Conférence

Accueil / événements / Conférence / VAINCRE LA DISCORDE. PAIX DE RELIGION ET COEXISTENCE RELIGIEUSE DANS L’EUROPE DU XVIE SIECLE
PARTAGER SUR:

VAINCRE LA DISCORDE. PAIX DE RELIGION ET COEXISTENCE RELIGIEUSE DANS L’EUROPE DU XVIE SIECLE

Date:26-Oct-2016 . De 18h30 à 20h00

Lieu:Amphithéâtre Robert de Sorbon

Contact:+971 (0)2 65 69 555 / communications@psuad.ac.ae [view map]

Auditoire:Ouvert au public

Cette conférence à deux voix s’interrogera sur les modalités de sortie des guerres de Religion et de pacification dans l’Europe du XVIe siècle, en particulier dans le Saint-Empire-Romain-Germanique et le royaume de France. Les questions de la coexistence religieuse et du vivre ensemble à cette époque reste une question d’actualité essentielle.

 

Pr. Dr. Denis CROUZET

La rupture de l’unité chrétienne entraîna à partir de la décennie 1520 une crise profonde qui se traduisit par des conversions mais aussi par des violences, des massacres et des guerres de religion. Il s’agira de s’intéresser aux modalités de sortie de l’affrontement, d’abord dans les cadres du Saint-Empire où Charles Quint, pourtant victorieux sur le plan militaire en 1547 et mystiquement attaché à l’unité de foi, doit concéder en 1555 la paix d’Augsbourg. Est donc instauré un régime de liberté religieuse mais elle est territorialisée. L’espace germanique devient ainsi une marqueterie religieuse, ce qui assure pourtant la paix jusqu’en 1618. Cette paix n’était pas une réconciliation pourtant car il était proclamé qu’aucun Etat ne pouvait contraindre par la force un autre Etat et les sujets de celui-ci à changer de religion.

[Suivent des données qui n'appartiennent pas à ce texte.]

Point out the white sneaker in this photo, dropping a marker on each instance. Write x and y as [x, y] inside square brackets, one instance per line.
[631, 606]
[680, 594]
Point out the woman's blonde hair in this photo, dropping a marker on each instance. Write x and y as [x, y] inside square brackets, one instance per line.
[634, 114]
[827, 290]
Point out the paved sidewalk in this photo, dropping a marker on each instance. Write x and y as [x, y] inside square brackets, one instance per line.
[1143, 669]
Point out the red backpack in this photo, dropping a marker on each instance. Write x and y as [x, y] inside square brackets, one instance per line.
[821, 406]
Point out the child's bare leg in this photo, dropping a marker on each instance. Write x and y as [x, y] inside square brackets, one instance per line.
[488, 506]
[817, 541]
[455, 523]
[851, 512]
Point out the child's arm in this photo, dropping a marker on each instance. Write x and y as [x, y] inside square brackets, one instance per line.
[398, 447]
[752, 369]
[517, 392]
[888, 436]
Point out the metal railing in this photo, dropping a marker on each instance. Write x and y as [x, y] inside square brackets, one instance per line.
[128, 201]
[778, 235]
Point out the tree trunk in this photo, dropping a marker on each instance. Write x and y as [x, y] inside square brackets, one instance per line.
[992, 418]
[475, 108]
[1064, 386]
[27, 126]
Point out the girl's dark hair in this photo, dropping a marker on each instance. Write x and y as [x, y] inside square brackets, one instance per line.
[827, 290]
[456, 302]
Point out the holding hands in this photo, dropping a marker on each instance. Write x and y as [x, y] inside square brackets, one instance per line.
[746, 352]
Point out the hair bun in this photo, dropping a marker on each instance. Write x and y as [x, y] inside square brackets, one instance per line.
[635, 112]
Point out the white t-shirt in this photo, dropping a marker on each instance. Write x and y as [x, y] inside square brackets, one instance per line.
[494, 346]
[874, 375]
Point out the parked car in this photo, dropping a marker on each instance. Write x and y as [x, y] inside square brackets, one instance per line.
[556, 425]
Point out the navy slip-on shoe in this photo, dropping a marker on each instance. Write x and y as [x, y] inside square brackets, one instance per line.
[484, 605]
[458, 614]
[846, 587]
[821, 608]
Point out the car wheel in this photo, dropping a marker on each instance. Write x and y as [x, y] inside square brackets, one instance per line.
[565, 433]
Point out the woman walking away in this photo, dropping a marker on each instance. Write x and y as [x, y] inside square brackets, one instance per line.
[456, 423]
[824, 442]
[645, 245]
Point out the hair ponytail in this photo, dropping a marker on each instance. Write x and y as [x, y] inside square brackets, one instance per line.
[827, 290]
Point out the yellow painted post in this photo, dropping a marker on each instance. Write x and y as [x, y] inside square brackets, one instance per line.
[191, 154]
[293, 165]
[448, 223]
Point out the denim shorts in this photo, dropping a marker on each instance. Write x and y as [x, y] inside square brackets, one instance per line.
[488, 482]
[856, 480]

Ensuite, un autre processus de pacification des tensions sera mis en valeur à travers le cas du royaume de France, qui connaît entre 1562 et 1598 une succession de 7 guerres : les catholiques se mobilisent pour exterminer dans le sang la dissidence calviniste qui est pour eux une hérésie dont Dieu exige la destruction. Les « huguenots » vouent leur combat à la destruction de l’Eglise romaine qui est à leurs yeux une nouvelle Babylone. Le pouvoir royal s’efforce, dès le mois de janvier 1562, de freiner le mouvement de conflictualisation en promulguant des édits  dont le  principe est différent de celui que Charles Quint dut  accepter : la  sortie de crise, par le truchement de concessions plus ou  moins  avantageuses ou restrictives selon les textes négociés, octroie la  liberté de conscience et de culte aux réformés : la  coexistence est  alors cohabitation : dans chaque province, chaque ville,  chaque village,  « ceux de la nouvelle religion » peuvent vivre leur foi  sous la  protection de l’autorité royale. Il s’agit d’une grande mutation qui mit près de quarante années à être acceptée par les protagonistes, avec la promulgation en 1598 de l’édit de Nantes.

Parler de « modernité » est toujours problématique, mais la voie française de neutralisation des antagonismes religieux n’est pas sans paraître, même si elle est remise en cause en 1685 par la révocation décidée par Louis XIV, un jalon dans l’émergence du concept moderne de liberté fondée sur l’acception du vivre avec l’autre.

 

Dr. Clarisse ROCHE

La nécessité d’apporter une réponse juridique à la déchirure religieuse qui marque un long XVIe siècle européen s’est peu à peu imposée dans l’Empire puis en France face à l’incapacité des théologiens à régler leurs différends. Au religieux était finalement apportée une réponse juridique par le biais de la Paix d’Augsbourg (1555). Les promoteurs de l’unité chrétienne ne cessèrent cependant jusqu’à la fin du siècle de réfléchir aux fondements sur lesquels les Chrétiens pouvaient encore s’entendre et se réconcilier. Sous l’influence conjuguée d’Erasme mais également de la menace turque qui planait sur la Hongrie toute proche, Vienne devint l’un des centres d’une « voie moyenne » religieuse entre les Eglises confessionnelles en train de s’établir, un laboratoire où, en pratique, en action mais aussi en omission, on essaya de sauver l’unité religieuse, derrière l’Empereur, grâce à la Parole de Dieu.

 

La conférence se tiendra en français.